In einer Aktion des massiven zivilen Ungehorsams können wir die Nazis aufhalten ... lasst uns gemeinsam am 30. August (2009) in einem Aktionstraining üben, wie wir die Nazis stoppen können. Blockieren ist unser Recht!,
und an anderer Stelle:
"... In den letzten Jahren waren es immer wieder Blockaden, die notwendig waren, um einen Nazi-Aufmarsch zu verhindern.
Unser Ziel ist es, Aufmärsche und andere Aktionen der Nazis erfolgreich zu verhindern. Wenn dies nicht möglich ist, sollen sie massiv behindert werden. Wird sind dort, wo die Faschisten sind. Wir wollen nicht fernab Demonstrationen oder Kundgebungen abhalten, denn es geht uns darum, den Nazis auf der Straße entgegenzutreten."
Schon das Verwaltungsgericht hat in seinem Beschluss vom 28. August 2009 (10 B 3436/09) darauf hingewiesen, dass derartige (Probe-)Blockaden rechtswidrig und eine unmittelbare Gefahr für die öffentliche Sicherheit seien. Aufgrund dieses Aufrufs zu Blockaden speziell bezogen auf die am 12. September 2009 stattfindende Demonstration der NPD, aber auch aufgrund von Erkenntnissen aus zahlreichen zurückliegenden NPD-Demonstrationen, ist davon auszugehen, dass es zu im Einzelnen nicht vorhersehbaren und nur schwer vorab zu unterbindenden Aktionen linksextremer Kräfte kommt, die als einzelne Gruppen, häufig aber auch aus dem Schutz genehmigter in der Regel friedlicher Gegendemonstrationen heraus agieren und deren Ziel es ist, den NPD-Aufzug erheblich zu be- oder zu verhindern. Der Vortrag des Antragstellers im Beschwerdeverfahren, die Polizei müsse "nur" 300 NPD-Demonstranten schützen, trifft damit nicht den Kern der zu erwartenden Gefahrensituation.
Der Antragsteller kann auch nicht darauf verweisen, diese Störungen gingen von dem linken Spektrum, insbesondere dem sogenannten "Schwarzen Block" der Linksextremen aus, so dass vorrangig diese in Anspruch zu nehmen seien, nicht aber er als Nichtstörer. Der Senat folgt insoweit der Einschätzung der Antragsgegnerin, dass gewaltbereite Aktionen auch aus der Versammlung der NPD zu befürchten sind. Die Ereignisse u.a. in Hamburg (01.05.2008), Berlin (06.12.2008), Dresden (14.02.2009 - vgl. hierzu Lagebericht der Antragsgegnerin vom 11.08.2009) haben gezeigt, dass sich auch innerhalb eines NPD-Aufzugs zunehmend "Schwarze Blöcke" formieren (sog.

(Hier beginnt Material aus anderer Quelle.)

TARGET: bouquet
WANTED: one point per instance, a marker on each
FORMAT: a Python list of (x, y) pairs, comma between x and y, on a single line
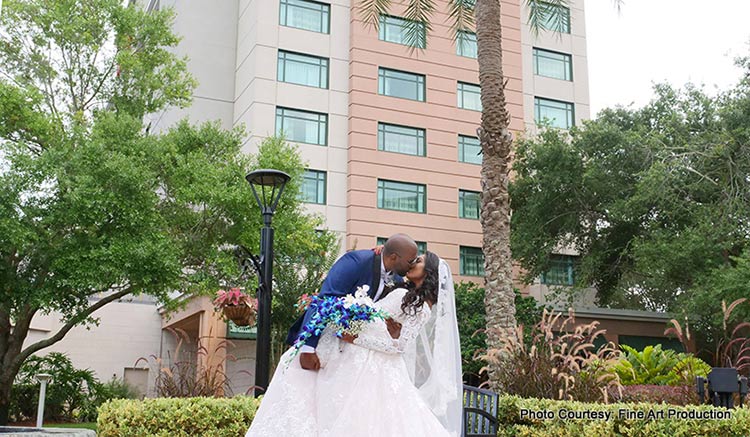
[(347, 315)]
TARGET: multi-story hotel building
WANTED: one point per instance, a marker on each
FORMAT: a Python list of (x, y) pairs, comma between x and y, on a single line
[(389, 133)]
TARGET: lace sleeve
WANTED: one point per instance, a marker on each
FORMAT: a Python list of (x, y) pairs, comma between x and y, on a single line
[(379, 339)]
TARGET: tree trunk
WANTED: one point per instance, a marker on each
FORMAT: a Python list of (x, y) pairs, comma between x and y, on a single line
[(496, 143)]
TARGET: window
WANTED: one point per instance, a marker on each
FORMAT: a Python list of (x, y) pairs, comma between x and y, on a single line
[(302, 126), (559, 114), (471, 261), (552, 64), (466, 44), (469, 96), (559, 22), (421, 245), (561, 271), (401, 139), (302, 69), (401, 31), (469, 203), (402, 196), (313, 187), (469, 150), (396, 83), (305, 14)]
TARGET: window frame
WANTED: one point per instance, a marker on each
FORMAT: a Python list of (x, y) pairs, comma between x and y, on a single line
[(280, 130), (420, 81), (462, 149), (325, 27), (305, 178), (546, 23), (382, 127), (381, 201), (384, 25), (462, 203), (460, 43), (421, 245), (570, 109), (567, 63), (567, 262), (282, 71), (460, 90), (463, 252)]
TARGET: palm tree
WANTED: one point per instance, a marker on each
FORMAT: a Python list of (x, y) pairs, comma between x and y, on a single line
[(494, 136)]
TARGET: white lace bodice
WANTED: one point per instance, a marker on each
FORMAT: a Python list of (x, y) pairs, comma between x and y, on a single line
[(375, 336)]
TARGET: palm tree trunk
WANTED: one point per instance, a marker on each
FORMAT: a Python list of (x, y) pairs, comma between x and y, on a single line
[(496, 143)]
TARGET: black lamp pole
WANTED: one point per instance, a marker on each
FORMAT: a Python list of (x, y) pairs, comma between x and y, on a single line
[(262, 180)]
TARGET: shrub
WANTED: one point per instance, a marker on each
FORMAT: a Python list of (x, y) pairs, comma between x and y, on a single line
[(656, 366), (69, 393), (556, 365), (115, 388), (511, 423), (658, 394), (168, 417), (192, 369)]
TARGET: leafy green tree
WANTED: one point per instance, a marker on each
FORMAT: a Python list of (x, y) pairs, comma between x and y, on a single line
[(656, 200), (92, 207)]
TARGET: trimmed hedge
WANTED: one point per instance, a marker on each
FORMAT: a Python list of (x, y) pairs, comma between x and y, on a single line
[(511, 423), (168, 417)]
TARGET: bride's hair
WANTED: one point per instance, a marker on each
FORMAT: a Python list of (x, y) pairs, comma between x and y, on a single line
[(427, 291)]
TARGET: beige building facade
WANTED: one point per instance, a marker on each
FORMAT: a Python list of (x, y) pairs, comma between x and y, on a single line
[(389, 136)]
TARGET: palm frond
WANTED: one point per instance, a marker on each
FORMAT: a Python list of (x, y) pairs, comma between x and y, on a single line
[(419, 16), (550, 14), (461, 16), (371, 11)]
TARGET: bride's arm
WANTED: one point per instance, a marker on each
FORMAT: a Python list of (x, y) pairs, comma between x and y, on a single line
[(409, 331)]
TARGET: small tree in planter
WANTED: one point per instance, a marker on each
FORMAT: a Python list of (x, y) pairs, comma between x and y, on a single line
[(237, 306)]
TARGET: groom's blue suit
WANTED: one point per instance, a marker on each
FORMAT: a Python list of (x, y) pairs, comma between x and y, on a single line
[(353, 270)]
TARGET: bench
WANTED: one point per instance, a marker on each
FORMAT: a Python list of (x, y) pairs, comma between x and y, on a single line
[(480, 412)]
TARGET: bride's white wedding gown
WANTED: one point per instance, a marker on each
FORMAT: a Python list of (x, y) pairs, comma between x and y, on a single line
[(362, 389)]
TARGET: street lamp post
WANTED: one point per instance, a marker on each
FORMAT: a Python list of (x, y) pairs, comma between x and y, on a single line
[(43, 378), (267, 185)]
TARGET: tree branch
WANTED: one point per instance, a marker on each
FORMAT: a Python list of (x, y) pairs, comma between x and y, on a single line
[(99, 86), (75, 320)]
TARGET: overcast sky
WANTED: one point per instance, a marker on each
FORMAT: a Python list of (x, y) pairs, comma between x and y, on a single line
[(649, 41)]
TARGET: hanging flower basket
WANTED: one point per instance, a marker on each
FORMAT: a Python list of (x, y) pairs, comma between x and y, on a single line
[(241, 315), (237, 306)]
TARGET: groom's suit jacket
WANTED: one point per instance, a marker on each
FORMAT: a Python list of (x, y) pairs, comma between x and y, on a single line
[(353, 270)]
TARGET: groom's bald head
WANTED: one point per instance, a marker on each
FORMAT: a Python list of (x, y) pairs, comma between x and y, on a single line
[(399, 251)]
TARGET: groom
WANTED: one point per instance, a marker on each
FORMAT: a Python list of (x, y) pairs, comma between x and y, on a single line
[(353, 270)]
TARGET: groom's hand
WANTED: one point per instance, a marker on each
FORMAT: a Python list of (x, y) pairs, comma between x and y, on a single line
[(394, 328), (309, 361)]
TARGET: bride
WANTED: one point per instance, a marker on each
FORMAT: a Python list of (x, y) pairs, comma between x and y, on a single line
[(376, 385)]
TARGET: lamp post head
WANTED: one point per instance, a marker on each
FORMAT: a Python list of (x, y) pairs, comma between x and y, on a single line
[(271, 184)]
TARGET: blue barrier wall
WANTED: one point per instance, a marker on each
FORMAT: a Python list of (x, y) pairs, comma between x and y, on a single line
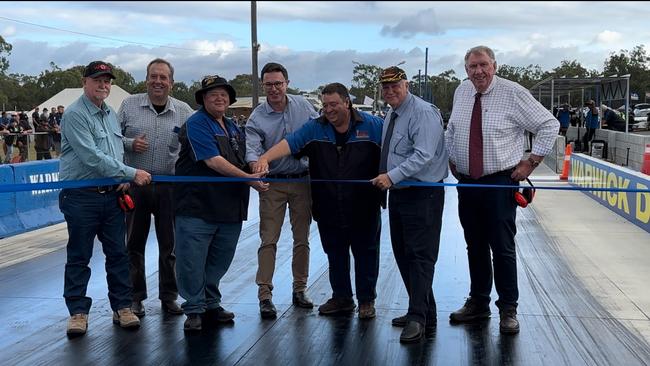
[(31, 209), (592, 173), (9, 221)]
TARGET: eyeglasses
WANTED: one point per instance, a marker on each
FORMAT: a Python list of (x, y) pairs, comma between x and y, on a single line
[(276, 84)]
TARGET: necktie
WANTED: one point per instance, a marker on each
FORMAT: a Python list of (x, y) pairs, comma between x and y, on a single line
[(385, 146), (476, 140)]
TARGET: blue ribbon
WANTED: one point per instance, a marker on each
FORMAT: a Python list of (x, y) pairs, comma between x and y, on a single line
[(20, 187)]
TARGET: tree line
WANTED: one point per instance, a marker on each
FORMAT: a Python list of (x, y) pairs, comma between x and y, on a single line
[(24, 92)]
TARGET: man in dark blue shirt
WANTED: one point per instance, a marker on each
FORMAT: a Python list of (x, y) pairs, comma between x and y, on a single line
[(342, 144)]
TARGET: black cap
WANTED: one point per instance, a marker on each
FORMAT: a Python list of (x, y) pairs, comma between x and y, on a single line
[(98, 68), (213, 82), (392, 74)]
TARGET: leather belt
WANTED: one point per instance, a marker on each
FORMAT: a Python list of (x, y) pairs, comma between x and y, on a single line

Autonome Nationalisten). Diese "Autonomen Nationalisten" zeichnen sich durch eine signifikant höhere Gewaltbereitschaft gegenüber Polizeikräften und dem politischen Gegner aus (Verfassungsschutzbericht 2007, www.bmi.bund.de). Dabei deklarieren die "Autonomen Nationalisten" ihre Gewalt als Reaktion auf staatliche Gewalt und Notwehr (Bundesamt für Verfassungsschutz, "Autonome Nationalisten", Stand Mai 2007). Diese hohe Gewaltbereitschaft lässt sich teilweise auch den einschlägigen Internetseiten der einzelnen Gruppierungen entnehmen. So heißt es dort unter anderem unter http://logr.org/leerostfriesland/uber-uns/:
"Da wir uns zum militanten Teil der nationalen Bewegung zählen, ... Durch die einheitliche schwarze Kleidung erschweren wir z.B. der Polizei eine Identifizierung der Demonstrationsteilnehmer bei z.B. einer Vermummung oder durch Werfen von Gegenständen aus dem Block."

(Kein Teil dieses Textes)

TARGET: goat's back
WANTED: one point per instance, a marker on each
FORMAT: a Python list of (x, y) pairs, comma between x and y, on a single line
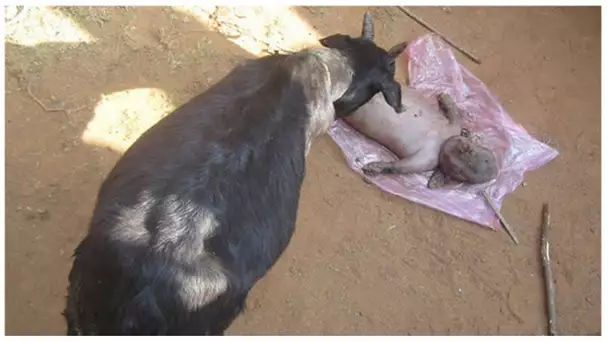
[(198, 209)]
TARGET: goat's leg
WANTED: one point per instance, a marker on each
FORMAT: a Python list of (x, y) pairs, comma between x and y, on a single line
[(449, 108)]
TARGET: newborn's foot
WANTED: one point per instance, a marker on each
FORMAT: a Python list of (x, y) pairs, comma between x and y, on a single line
[(375, 168)]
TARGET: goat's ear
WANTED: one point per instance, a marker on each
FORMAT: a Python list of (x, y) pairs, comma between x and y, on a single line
[(397, 50), (336, 41), (367, 31), (437, 180), (391, 91)]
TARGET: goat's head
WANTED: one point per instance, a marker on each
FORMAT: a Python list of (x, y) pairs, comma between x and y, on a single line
[(373, 67)]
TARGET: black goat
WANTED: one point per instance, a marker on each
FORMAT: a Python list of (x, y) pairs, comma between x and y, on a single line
[(202, 205)]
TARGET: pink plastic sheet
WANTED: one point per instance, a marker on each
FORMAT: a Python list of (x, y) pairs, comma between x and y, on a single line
[(433, 69)]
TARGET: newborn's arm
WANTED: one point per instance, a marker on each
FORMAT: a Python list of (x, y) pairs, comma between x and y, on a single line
[(449, 108), (420, 162)]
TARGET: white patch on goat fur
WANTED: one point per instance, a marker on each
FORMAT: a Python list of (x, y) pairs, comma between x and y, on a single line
[(256, 29), (184, 227), (203, 287), (131, 228), (38, 25)]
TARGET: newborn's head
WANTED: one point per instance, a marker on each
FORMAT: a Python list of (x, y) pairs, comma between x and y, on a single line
[(462, 160)]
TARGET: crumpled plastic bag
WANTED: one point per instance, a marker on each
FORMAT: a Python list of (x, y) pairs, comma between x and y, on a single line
[(433, 69)]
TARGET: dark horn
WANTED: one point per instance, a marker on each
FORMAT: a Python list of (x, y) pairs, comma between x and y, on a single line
[(368, 27)]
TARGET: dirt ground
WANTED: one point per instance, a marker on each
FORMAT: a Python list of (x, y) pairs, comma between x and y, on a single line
[(345, 271)]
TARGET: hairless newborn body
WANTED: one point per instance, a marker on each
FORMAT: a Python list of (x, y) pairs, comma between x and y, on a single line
[(425, 139)]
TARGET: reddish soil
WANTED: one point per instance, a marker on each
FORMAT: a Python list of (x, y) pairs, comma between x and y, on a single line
[(345, 271)]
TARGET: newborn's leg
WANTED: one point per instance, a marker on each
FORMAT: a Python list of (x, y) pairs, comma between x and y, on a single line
[(417, 163), (449, 108)]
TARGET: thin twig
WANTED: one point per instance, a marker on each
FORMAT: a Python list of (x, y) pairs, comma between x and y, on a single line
[(500, 217), (29, 91), (549, 285), (432, 29), (67, 112)]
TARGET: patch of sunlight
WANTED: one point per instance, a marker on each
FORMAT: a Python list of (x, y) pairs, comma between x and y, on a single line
[(256, 29), (37, 25), (121, 117)]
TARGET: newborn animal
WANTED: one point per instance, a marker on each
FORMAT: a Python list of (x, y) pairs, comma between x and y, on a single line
[(424, 139)]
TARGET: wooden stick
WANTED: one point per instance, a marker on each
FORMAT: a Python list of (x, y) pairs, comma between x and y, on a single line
[(432, 29), (48, 109), (500, 217), (549, 284)]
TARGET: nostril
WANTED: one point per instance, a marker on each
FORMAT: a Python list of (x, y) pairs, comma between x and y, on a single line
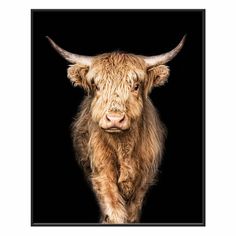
[(122, 119)]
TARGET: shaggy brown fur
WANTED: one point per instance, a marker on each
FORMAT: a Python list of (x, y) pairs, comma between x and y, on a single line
[(117, 135), (121, 166)]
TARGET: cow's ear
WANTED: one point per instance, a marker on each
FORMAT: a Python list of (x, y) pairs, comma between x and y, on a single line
[(77, 75), (158, 75)]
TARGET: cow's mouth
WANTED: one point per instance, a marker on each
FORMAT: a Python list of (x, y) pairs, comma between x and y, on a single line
[(113, 130)]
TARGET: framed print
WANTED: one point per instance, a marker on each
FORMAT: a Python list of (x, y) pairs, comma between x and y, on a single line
[(118, 117)]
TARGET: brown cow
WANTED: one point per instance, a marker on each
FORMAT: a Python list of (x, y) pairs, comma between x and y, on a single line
[(117, 135)]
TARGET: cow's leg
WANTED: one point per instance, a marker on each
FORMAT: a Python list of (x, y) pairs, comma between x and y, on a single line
[(134, 205), (111, 202)]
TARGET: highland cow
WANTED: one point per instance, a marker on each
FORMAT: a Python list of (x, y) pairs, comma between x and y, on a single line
[(117, 135)]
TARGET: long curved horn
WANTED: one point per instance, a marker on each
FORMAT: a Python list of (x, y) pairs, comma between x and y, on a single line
[(164, 58), (71, 57)]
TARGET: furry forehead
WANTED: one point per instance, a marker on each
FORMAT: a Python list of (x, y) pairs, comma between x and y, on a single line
[(117, 66)]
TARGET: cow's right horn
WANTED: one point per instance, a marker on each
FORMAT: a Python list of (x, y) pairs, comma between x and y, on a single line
[(71, 57)]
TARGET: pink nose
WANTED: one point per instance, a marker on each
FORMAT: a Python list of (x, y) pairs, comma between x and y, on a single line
[(115, 120)]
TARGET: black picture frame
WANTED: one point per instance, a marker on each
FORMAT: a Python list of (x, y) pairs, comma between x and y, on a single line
[(55, 198)]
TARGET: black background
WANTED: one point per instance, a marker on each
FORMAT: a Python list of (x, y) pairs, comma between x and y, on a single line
[(60, 193)]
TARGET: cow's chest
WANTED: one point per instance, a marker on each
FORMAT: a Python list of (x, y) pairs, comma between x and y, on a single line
[(127, 171)]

, unter www.logr.org/delmenhorst/nationaler-sozialismus:
"...sowie die Übernahme des "schwarzen Blocks" als wohl auffälligste Aktionsform, der Repression und Polizeiwillkür auf Demonstrationen effektiv entgegenwirken kann. Das bedeutet in der Praxis beispielsweise, die Durchsetzungsfähigkeit unserer Rechte zu stärken, Verhaftungen zu verhindern oder Schikanen und Gewaltanwendung entschlossen entgegenzutreten."

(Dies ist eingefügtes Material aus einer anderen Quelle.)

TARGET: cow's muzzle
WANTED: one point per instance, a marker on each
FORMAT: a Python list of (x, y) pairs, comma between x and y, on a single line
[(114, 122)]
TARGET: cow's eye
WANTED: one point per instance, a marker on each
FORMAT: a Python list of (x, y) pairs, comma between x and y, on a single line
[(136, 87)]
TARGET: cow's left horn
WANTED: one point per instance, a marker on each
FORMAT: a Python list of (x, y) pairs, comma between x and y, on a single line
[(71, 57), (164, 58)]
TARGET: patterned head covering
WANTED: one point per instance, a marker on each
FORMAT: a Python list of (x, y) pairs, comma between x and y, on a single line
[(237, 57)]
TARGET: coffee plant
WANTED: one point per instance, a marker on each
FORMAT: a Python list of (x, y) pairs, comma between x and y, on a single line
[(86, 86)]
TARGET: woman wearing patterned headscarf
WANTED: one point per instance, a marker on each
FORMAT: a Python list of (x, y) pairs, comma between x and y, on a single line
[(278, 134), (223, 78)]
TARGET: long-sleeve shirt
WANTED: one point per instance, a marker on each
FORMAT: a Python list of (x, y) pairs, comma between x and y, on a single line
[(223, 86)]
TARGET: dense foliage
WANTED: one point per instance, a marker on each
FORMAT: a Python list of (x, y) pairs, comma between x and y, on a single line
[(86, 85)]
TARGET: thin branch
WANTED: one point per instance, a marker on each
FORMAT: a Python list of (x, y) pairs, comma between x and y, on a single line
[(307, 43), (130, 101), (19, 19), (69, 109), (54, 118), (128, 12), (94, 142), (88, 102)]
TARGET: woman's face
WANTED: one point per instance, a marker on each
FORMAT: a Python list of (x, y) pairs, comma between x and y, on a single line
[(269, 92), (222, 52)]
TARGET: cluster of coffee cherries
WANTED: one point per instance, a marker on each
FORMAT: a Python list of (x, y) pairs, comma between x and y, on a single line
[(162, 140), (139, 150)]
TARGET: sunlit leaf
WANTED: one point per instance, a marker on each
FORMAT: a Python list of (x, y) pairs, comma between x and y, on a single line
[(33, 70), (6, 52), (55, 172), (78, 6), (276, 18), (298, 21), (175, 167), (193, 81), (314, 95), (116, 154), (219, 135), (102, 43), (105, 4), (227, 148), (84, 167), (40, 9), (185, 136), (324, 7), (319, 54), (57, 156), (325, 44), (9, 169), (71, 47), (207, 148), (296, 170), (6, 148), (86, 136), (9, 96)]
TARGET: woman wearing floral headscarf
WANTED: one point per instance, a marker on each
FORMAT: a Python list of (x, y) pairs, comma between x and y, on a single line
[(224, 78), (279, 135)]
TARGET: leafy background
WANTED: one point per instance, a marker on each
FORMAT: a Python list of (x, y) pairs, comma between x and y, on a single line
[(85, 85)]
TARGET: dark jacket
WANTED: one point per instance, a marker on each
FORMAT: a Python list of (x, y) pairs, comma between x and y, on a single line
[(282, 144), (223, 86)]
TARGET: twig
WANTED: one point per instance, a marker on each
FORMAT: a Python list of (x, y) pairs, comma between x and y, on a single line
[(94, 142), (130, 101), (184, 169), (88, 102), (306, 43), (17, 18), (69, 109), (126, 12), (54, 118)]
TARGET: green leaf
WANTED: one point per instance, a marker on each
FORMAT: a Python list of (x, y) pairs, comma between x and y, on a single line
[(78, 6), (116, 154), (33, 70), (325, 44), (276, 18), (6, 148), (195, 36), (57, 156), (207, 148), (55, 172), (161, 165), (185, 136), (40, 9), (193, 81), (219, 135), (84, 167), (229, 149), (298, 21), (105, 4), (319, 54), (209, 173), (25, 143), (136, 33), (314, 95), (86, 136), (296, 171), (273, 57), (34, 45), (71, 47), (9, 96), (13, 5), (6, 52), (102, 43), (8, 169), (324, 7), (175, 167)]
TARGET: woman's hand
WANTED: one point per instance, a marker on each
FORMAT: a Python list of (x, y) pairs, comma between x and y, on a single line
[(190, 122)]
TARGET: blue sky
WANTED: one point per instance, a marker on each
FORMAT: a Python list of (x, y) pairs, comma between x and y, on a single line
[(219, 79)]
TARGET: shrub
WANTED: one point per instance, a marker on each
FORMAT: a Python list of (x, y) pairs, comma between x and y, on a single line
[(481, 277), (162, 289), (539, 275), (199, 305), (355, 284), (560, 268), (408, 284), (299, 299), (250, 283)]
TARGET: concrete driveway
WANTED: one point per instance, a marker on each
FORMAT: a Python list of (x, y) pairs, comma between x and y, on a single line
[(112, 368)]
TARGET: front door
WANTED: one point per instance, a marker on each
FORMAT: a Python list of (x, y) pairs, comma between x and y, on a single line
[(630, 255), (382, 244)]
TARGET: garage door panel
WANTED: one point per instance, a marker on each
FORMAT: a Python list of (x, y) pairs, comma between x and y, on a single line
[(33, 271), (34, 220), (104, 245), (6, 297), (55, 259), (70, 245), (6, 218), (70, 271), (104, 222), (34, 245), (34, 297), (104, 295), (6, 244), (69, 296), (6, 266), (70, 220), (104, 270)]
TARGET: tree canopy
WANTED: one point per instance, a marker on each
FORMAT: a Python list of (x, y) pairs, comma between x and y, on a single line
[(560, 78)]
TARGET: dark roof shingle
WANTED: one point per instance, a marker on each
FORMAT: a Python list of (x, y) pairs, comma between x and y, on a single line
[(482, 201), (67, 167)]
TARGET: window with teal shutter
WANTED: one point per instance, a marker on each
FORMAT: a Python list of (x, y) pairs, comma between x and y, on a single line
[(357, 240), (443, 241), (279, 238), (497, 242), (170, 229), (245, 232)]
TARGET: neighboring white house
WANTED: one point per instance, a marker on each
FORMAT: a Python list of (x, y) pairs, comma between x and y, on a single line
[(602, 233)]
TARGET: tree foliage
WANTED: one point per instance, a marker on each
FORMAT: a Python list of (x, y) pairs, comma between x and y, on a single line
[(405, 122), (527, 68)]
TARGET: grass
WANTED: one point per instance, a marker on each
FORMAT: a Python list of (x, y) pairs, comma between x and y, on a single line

und unter http://www.ab-west.net:
"Wer aber meint, er müsse uns mit Gewalt davon abhalten, der wird sehr schnell die passende Antwort erhalten ... Wer uns auf die rechte Wange schlägt, der bekommt anschließend Rechts und Links eine!"
(Letzteres zitiert aus: Bundesamt für Verfassungsschutz, "Autonome Nationalisten", Stand Mai 2007).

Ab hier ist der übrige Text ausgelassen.